Getting back to Jonathan's "decorum", just some square-hole-in-a-round-peg thoughts...

thinking of an intellectual economy of various decorii. Imagining an imaginary literary culture, obsessed with codes, styles, formats, fashions, pecking orders, which nevertheless fails to meet a foundational or primordial fitness test, having forgotten the first principles of the decorum of its particular calling.

Poets set the benchmarks or patterns, by means of which they attune all the little elements of fitness to their sense of fitness as a whole : how a poet fittingly behaves on this straw-strewn threshing-floor.

Who in modern US poetry applied him or herself to Dante's fitness test? In relation to the poet's response to the challenges of the present?

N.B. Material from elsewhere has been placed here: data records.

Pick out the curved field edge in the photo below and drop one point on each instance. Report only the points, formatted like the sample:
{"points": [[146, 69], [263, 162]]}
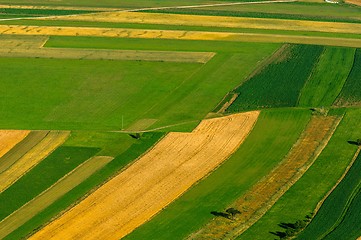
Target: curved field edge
{"points": [[263, 195], [153, 181], [93, 182], [327, 78], [258, 155], [300, 200], [334, 209]]}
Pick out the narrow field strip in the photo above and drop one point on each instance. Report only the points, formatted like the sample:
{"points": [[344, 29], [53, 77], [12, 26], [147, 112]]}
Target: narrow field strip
{"points": [[25, 162], [164, 56], [174, 34], [45, 199], [261, 197], [216, 21], [9, 138], [152, 182], [20, 150]]}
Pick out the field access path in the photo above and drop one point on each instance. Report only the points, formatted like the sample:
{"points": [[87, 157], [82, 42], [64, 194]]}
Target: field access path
{"points": [[261, 197], [156, 179]]}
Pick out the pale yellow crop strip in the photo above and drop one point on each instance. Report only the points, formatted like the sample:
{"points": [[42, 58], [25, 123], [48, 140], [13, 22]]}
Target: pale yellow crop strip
{"points": [[173, 34], [52, 141], [218, 21], [49, 196], [9, 138]]}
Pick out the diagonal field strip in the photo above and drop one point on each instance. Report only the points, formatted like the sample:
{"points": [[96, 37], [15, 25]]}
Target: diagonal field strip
{"points": [[153, 181], [45, 199], [9, 139], [25, 162], [32, 47], [260, 198], [173, 34]]}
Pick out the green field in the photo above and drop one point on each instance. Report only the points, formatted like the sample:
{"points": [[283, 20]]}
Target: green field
{"points": [[285, 77], [334, 215], [124, 90], [351, 94], [302, 198], [42, 176], [259, 154], [326, 82], [135, 149]]}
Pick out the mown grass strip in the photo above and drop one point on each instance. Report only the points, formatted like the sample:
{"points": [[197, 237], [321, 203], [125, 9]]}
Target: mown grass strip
{"points": [[303, 197], [46, 198], [84, 188], [333, 211], [328, 77], [21, 149], [278, 84], [260, 153], [35, 155], [46, 173], [351, 94]]}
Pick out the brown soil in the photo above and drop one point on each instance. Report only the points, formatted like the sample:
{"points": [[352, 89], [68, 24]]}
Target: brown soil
{"points": [[261, 197], [9, 138], [153, 181]]}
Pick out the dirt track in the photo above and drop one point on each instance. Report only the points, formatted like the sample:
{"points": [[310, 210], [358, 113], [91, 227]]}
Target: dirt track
{"points": [[9, 138], [153, 181], [261, 197]]}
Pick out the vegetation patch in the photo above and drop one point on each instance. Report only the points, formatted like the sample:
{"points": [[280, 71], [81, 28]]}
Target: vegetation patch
{"points": [[328, 77], [256, 157], [280, 83], [351, 94], [46, 173]]}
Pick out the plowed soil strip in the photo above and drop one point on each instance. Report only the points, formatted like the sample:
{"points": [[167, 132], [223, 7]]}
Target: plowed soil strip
{"points": [[9, 138], [153, 181], [20, 150], [261, 197], [49, 196], [173, 34], [28, 160]]}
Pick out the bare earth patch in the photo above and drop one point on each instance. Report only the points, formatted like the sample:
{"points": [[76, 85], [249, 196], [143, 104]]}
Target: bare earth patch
{"points": [[152, 182], [9, 138], [264, 194]]}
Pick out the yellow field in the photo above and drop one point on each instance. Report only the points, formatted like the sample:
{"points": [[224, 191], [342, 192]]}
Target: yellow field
{"points": [[9, 138], [172, 34], [53, 193], [164, 173], [47, 145], [261, 197], [217, 21]]}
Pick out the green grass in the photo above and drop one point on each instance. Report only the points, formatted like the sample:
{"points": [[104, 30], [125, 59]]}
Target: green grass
{"points": [[42, 176], [135, 150], [59, 94], [332, 214], [260, 153], [294, 11], [351, 94], [301, 199], [328, 77], [278, 84]]}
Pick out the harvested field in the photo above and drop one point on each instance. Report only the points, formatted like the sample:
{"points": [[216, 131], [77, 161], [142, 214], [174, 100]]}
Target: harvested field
{"points": [[151, 183], [9, 138], [261, 197], [53, 193], [216, 21], [174, 34], [32, 157]]}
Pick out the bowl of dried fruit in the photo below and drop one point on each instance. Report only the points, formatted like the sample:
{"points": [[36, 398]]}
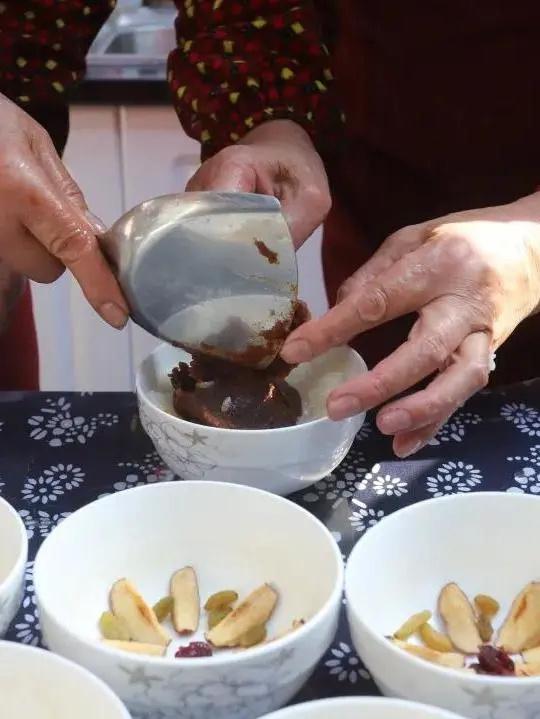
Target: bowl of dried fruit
{"points": [[361, 708], [13, 556], [280, 459], [35, 684], [444, 604], [192, 599]]}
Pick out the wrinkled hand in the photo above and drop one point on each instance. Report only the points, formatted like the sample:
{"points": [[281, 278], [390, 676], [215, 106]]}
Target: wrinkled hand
{"points": [[277, 158], [471, 277], [45, 225]]}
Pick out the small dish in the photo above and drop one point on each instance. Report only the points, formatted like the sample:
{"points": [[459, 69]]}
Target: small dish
{"points": [[281, 460]]}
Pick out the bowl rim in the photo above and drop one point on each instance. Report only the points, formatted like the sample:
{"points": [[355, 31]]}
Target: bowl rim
{"points": [[143, 396], [22, 556], [216, 660], [63, 662], [362, 702], [412, 660]]}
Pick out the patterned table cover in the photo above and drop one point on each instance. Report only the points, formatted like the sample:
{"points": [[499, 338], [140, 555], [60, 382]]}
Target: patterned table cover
{"points": [[60, 451]]}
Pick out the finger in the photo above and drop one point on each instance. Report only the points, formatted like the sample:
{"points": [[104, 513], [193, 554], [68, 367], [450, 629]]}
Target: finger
{"points": [[25, 255], [395, 247], [407, 443], [56, 170], [409, 284], [443, 326], [467, 374], [69, 237], [224, 173]]}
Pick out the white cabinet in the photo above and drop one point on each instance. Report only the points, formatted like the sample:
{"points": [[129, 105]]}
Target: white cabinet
{"points": [[121, 156]]}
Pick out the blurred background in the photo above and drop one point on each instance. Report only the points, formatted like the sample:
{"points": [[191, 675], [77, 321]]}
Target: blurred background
{"points": [[126, 145]]}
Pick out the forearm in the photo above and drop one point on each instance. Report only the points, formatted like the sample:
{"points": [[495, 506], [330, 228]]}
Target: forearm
{"points": [[234, 71]]}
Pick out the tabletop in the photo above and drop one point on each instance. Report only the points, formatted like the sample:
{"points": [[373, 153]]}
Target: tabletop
{"points": [[60, 451]]}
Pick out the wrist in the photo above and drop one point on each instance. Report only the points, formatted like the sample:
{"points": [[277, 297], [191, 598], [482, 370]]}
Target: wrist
{"points": [[277, 132]]}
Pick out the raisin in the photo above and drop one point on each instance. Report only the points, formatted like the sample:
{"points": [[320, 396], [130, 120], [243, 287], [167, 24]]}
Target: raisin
{"points": [[492, 660], [195, 649]]}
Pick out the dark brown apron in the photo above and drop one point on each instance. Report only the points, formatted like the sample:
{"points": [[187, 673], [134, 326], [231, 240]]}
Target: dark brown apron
{"points": [[443, 105]]}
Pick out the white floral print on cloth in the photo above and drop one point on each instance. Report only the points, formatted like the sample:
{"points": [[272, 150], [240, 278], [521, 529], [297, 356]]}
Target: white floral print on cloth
{"points": [[345, 665], [341, 485], [52, 483], [527, 480], [456, 428], [41, 523], [57, 426], [27, 629], [364, 517], [383, 484], [453, 478], [148, 470], [526, 419]]}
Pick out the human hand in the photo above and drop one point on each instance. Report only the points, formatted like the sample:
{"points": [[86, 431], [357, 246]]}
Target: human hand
{"points": [[276, 158], [46, 226], [472, 277]]}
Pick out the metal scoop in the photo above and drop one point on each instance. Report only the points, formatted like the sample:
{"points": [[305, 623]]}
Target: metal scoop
{"points": [[211, 272]]}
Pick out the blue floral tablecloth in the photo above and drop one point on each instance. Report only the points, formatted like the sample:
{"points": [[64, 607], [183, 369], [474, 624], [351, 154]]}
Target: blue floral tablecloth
{"points": [[60, 451]]}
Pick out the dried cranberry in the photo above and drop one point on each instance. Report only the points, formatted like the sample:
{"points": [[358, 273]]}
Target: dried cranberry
{"points": [[492, 660], [195, 649]]}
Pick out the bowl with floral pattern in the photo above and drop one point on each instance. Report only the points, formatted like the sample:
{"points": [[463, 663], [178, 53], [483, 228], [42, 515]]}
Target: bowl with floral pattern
{"points": [[485, 542], [282, 460], [13, 556], [234, 537], [36, 684], [361, 708]]}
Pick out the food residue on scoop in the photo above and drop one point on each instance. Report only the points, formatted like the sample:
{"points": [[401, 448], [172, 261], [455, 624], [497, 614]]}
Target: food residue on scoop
{"points": [[217, 393]]}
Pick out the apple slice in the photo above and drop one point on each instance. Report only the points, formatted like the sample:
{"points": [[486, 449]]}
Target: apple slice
{"points": [[532, 656], [152, 650], [253, 612], [459, 618], [521, 628], [186, 604], [452, 660], [139, 618], [528, 669]]}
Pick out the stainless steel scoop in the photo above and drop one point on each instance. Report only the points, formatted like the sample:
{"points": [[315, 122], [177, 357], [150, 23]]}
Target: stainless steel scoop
{"points": [[211, 272]]}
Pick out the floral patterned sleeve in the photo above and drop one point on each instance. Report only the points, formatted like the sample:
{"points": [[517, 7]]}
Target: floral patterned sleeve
{"points": [[240, 63]]}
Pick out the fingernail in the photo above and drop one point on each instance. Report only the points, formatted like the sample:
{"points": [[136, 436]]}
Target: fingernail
{"points": [[407, 450], [296, 351], [99, 226], [113, 314], [394, 420], [343, 407]]}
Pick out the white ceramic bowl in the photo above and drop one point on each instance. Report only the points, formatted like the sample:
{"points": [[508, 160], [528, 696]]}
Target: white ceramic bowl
{"points": [[35, 684], [487, 543], [361, 708], [235, 537], [279, 460], [13, 556]]}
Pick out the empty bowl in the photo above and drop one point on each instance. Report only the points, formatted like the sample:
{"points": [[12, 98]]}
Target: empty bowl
{"points": [[235, 537], [35, 684], [486, 542], [280, 460], [13, 556], [361, 708]]}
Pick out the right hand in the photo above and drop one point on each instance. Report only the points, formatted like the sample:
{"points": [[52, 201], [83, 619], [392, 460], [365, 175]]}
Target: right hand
{"points": [[276, 158], [46, 225]]}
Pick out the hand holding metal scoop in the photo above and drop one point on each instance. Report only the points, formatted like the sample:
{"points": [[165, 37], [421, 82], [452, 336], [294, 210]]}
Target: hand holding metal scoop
{"points": [[211, 272]]}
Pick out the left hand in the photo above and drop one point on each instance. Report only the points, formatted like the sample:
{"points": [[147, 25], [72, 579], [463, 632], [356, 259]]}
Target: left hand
{"points": [[472, 277]]}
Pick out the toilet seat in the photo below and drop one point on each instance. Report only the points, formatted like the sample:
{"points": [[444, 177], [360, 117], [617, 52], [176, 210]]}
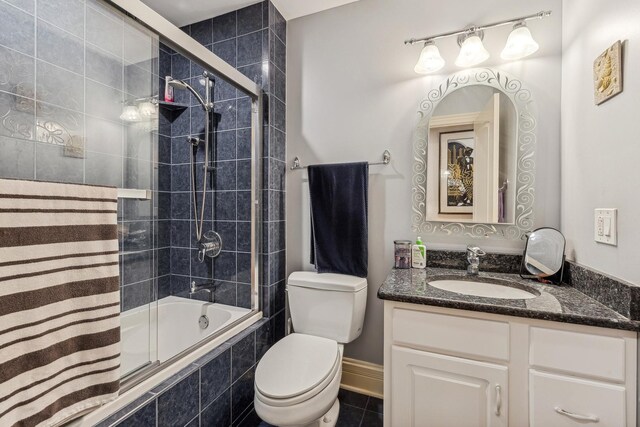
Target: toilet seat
{"points": [[295, 369]]}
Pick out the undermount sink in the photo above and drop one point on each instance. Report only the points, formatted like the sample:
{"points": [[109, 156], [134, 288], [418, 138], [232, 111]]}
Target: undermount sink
{"points": [[489, 289]]}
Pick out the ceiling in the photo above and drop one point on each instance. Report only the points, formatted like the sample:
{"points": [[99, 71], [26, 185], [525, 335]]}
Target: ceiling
{"points": [[183, 12]]}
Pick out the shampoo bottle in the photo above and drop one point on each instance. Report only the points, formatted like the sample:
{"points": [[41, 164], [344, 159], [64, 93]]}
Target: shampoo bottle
{"points": [[419, 254]]}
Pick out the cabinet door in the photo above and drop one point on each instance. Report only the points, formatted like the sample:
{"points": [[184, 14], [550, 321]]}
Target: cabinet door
{"points": [[434, 390], [560, 401]]}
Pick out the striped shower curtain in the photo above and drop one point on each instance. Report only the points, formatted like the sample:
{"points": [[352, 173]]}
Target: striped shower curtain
{"points": [[59, 301]]}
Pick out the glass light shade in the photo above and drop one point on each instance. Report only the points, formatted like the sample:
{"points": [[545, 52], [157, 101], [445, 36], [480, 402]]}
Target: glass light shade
{"points": [[519, 44], [147, 110], [472, 52], [430, 60], [130, 113]]}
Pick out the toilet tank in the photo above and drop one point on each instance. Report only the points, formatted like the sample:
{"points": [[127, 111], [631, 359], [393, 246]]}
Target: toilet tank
{"points": [[327, 305]]}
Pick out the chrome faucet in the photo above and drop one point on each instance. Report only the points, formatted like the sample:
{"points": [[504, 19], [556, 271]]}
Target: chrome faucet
{"points": [[473, 257], [205, 287]]}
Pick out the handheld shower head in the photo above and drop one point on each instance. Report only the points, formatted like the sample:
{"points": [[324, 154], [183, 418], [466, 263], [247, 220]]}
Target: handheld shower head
{"points": [[178, 84], [182, 85]]}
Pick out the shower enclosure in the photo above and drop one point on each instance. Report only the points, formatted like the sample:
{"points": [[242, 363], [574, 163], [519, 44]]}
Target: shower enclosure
{"points": [[82, 101]]}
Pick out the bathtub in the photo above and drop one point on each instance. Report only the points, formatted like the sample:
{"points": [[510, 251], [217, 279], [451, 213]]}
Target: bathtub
{"points": [[180, 323]]}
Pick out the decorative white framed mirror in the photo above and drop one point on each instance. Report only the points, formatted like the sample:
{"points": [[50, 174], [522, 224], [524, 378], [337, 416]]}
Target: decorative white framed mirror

Pound had the grandiose ambition & the social indignation. But observe the contrast between these two paradigmatic exiles.

I have the feeling that contemporary poetry fails a fitness test, in two or three basic directions, at least:

1. failure to acknowledge the difficult technical challenges to good writing in general.

2. failure to recognize the serious themes of great poetry : magnanimity, justice, vision (Dantean terms).

3. assumption that poetry is a means and not an end : a means to social conformity & worldly success.

4. assumption that poetry is a means and not an end : a means toward expressing sour, narrow-minded resentments, rather than exploring paths toward the amelioration of conflict & suffering.

I feel stuck between the sub-cultures of #3 and #4. The former exemplified in the MFA industry, magazine verse, the various cliques of youth-Kult "party poetry", etc.; the latter exemplified, just to use a small current example, in Dale Smith's implying a similarity between contemporary US & Nazi Germany (here). I know this wasn't the main thrust of Dale's point : but it's the typical coin of the realm among the cult of poesie du ressentiment.